Saturday, July 17, 1999

Component Software book ideas

I see that there are some ideas in my Fault Expectant Programming framework that are similar to ideas in "Component Software" by Clemens Szyperski.

On page 307, he talks about "atomic actions" that are invoked indirectly, and even queued up for execution.  This rhymes with my atomic transactions that are managed by a coordinator.

On page 46, there is a section titled "Specifying Time and Space Requirements" which rhymes with my notion of contracts having enough performance details that it enables bidding on requests by would-be workers.

Wednesday, July 7, 1999

Catalog of Fault Mechanisms

In the previous blog entry, What Could Fault Expectant Programming Mean?, I outlined a framework abstracted out of recurring themes in a series of error detection, recovery, and avoidance mechanisms that I had compiled.  Here follows that list of mechanisms (in no particular order).
  • Distributed Systems: remove single point of failure by using multiple components
  • Loose Coupling: avoids failure from spreading via ripple effects or brittleness
  • Ack/Nak: verify results and, on failure, repeat request (e.g. protocols)
  • Fail Over: verify results and, on failure, repeat request but to different component
  • Do Over: set aside failed requests or out-of-bound results and retry them later
  • Auto Restart: on failure of a component, it should auto-reset/restart and continue
  • Leases: dead-man switch on any allocated resource of a component (including the attention of its partners a la protocol timeout)
  • Event Driven: handle non-deterministic order of returned results from components
  • Fault Tolerance: ignore failed requests or out-of-bound results and continue rather than generating errors/exceptions
  • Backtracking: processing that expects to hit dead-ends and so backtracks to try other approaches  (e.g.
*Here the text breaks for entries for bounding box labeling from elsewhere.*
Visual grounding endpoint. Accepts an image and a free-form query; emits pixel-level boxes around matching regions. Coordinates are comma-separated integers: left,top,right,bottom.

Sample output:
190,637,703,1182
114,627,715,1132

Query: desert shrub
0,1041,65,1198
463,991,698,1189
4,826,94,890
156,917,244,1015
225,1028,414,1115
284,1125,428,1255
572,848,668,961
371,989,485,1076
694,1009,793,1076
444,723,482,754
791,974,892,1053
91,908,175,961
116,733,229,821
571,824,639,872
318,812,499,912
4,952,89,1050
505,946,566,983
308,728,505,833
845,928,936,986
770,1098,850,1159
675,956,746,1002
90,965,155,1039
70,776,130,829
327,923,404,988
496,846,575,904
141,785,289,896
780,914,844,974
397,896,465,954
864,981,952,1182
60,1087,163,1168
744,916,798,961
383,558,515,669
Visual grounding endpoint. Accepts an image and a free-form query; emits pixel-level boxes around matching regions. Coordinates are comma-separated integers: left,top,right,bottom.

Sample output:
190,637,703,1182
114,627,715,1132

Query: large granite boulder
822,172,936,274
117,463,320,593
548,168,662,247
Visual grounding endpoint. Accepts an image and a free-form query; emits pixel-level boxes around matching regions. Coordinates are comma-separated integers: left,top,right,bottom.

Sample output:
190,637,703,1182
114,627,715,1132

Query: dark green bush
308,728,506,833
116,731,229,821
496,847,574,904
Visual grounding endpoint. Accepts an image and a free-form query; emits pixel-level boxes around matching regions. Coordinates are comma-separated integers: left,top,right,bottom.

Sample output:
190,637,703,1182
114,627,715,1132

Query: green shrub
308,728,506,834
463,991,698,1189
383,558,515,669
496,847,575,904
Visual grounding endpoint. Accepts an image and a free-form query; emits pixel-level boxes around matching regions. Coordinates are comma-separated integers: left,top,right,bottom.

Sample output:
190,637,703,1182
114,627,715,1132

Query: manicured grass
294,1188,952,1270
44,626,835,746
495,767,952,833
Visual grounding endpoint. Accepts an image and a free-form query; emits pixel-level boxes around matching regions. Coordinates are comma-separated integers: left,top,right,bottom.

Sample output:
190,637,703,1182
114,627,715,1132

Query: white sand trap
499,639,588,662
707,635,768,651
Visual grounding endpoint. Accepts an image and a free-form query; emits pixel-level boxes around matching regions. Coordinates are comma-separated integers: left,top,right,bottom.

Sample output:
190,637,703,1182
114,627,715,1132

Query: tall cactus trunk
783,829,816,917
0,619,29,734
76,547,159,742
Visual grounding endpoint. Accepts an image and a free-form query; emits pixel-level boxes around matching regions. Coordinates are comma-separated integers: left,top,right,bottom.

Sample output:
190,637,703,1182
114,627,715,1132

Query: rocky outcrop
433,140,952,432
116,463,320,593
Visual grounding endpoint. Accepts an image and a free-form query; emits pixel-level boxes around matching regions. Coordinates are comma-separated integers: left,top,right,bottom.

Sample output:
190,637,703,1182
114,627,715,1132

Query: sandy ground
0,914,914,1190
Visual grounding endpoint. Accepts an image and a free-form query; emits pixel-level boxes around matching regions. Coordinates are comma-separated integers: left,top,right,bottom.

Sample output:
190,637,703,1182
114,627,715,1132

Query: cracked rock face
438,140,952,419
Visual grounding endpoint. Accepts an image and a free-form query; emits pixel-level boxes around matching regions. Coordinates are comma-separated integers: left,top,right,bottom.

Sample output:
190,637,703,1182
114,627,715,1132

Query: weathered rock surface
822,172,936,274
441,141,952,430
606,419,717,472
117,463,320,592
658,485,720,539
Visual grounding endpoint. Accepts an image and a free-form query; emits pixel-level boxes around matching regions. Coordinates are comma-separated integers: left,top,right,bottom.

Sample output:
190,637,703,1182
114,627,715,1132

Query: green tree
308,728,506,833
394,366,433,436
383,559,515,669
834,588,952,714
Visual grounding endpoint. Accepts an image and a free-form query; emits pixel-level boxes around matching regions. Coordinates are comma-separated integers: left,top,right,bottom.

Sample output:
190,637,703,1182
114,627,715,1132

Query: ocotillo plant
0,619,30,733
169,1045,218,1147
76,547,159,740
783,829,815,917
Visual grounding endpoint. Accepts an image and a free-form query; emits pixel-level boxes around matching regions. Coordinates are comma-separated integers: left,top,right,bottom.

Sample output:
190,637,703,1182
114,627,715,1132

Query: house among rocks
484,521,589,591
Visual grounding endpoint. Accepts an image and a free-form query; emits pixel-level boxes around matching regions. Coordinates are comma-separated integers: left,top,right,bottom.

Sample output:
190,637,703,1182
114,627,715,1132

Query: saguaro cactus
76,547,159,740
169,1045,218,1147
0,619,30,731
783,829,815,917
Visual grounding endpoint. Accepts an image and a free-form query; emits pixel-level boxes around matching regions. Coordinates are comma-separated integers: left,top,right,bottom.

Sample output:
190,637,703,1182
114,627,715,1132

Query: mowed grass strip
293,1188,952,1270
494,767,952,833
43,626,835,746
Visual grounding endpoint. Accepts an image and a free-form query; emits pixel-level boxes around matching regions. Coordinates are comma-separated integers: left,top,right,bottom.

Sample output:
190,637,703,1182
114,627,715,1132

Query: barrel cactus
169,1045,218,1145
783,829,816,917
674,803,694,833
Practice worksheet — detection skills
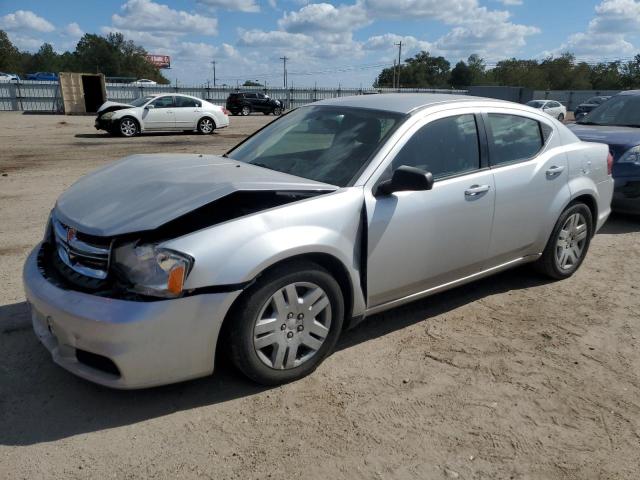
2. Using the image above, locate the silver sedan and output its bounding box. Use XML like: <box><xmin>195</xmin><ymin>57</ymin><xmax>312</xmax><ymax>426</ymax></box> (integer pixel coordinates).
<box><xmin>24</xmin><ymin>94</ymin><xmax>613</xmax><ymax>388</ymax></box>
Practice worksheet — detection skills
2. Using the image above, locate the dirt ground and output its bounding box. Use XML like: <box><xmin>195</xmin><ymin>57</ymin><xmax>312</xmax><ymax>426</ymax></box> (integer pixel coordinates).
<box><xmin>0</xmin><ymin>113</ymin><xmax>640</xmax><ymax>480</ymax></box>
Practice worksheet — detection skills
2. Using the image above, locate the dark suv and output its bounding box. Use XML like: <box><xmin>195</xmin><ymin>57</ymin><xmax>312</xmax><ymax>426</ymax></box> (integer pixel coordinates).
<box><xmin>227</xmin><ymin>92</ymin><xmax>283</xmax><ymax>115</ymax></box>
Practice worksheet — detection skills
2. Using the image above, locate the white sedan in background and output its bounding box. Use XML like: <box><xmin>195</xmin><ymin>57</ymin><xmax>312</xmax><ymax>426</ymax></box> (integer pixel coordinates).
<box><xmin>130</xmin><ymin>78</ymin><xmax>158</xmax><ymax>87</ymax></box>
<box><xmin>95</xmin><ymin>94</ymin><xmax>229</xmax><ymax>137</ymax></box>
<box><xmin>527</xmin><ymin>100</ymin><xmax>567</xmax><ymax>121</ymax></box>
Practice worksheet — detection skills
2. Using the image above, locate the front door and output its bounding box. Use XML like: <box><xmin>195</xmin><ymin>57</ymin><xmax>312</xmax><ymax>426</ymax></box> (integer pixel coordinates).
<box><xmin>365</xmin><ymin>113</ymin><xmax>495</xmax><ymax>308</ymax></box>
<box><xmin>142</xmin><ymin>95</ymin><xmax>176</xmax><ymax>130</ymax></box>
<box><xmin>174</xmin><ymin>95</ymin><xmax>202</xmax><ymax>130</ymax></box>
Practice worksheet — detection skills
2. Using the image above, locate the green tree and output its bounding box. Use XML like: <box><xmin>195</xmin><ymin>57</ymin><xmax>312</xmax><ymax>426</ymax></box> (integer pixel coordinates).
<box><xmin>0</xmin><ymin>30</ymin><xmax>22</xmax><ymax>73</ymax></box>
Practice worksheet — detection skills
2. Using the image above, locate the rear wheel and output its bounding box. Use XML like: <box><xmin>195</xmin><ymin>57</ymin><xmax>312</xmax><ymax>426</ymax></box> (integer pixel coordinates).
<box><xmin>198</xmin><ymin>117</ymin><xmax>216</xmax><ymax>135</ymax></box>
<box><xmin>118</xmin><ymin>117</ymin><xmax>139</xmax><ymax>137</ymax></box>
<box><xmin>535</xmin><ymin>203</ymin><xmax>593</xmax><ymax>280</ymax></box>
<box><xmin>229</xmin><ymin>261</ymin><xmax>344</xmax><ymax>385</ymax></box>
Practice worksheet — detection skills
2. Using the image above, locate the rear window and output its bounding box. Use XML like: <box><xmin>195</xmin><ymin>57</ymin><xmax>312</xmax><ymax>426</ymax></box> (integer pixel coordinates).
<box><xmin>488</xmin><ymin>113</ymin><xmax>544</xmax><ymax>166</ymax></box>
Prolog logic rules, parsers that employ backtracking algorithms)
  • Redundant Components: issue parallel requests to multiple components and take a majority-rules vote on the result (but must know if results are deterministic or not; i.e. if more than one result can be valid then different components may return different, but still valid, results)
  • Evolutionary Programming: issue parallel requests to multiple components and result is taken from the most fit component i.e. chosen by the quality of the result rather than the result itself
  • Auctions: issue parallel requests to multiple components that compete on cost of service as a definition of most fit
  • Neural Nets: issue parallel requests to multiple components and take a vote biased by each component's dynamically adjusted success rating (i.e. each component votes its stock).
  • Fuzzy Logic: result returned by component is biased by a probability/quality rating
  • Transactions: state transitions are confined to successful atomic steps
  • Exceptions: asynchronous notification and response to problems where there is the ability to either continue or abort current operation.
  • Game Theory: multiple conflicting rule sets are projected via min-max trees to find a balanced result
  • Blackboard Systems: multiple workers on problem process as much as each is able and share common result state i.e. individual workers are not expected to produce a complete result or even any result at all.  E.G. JavaSpaces 
  • Workflow Models: combination of state-transition models and PERT dependency models to keep track of progress at a global level given multiple parallel workers and to reset to some given state(s) if results are not converging
  • Belt & Suspenders: multiple independent methods of verifying results or progress
  • Mobile Agents: workers dynamically move to more appropriate environments e.g. load balancing, fail-over, seek more reliable communications, etc.
  • Design by Contract: assertions to detect failure on the part of either the requestor or the worker e.g. Cleanroom techniques, Component Interfaces, Strong Types, policy driven security managers, etc.
  • Pattern Matching: non-trivial matching of requestor interfaces with worker interfaces to allow more flexible and dynamic establishment of contracts e.g. KQML , JATLite

What Could Fault-Expectant Programming Mean?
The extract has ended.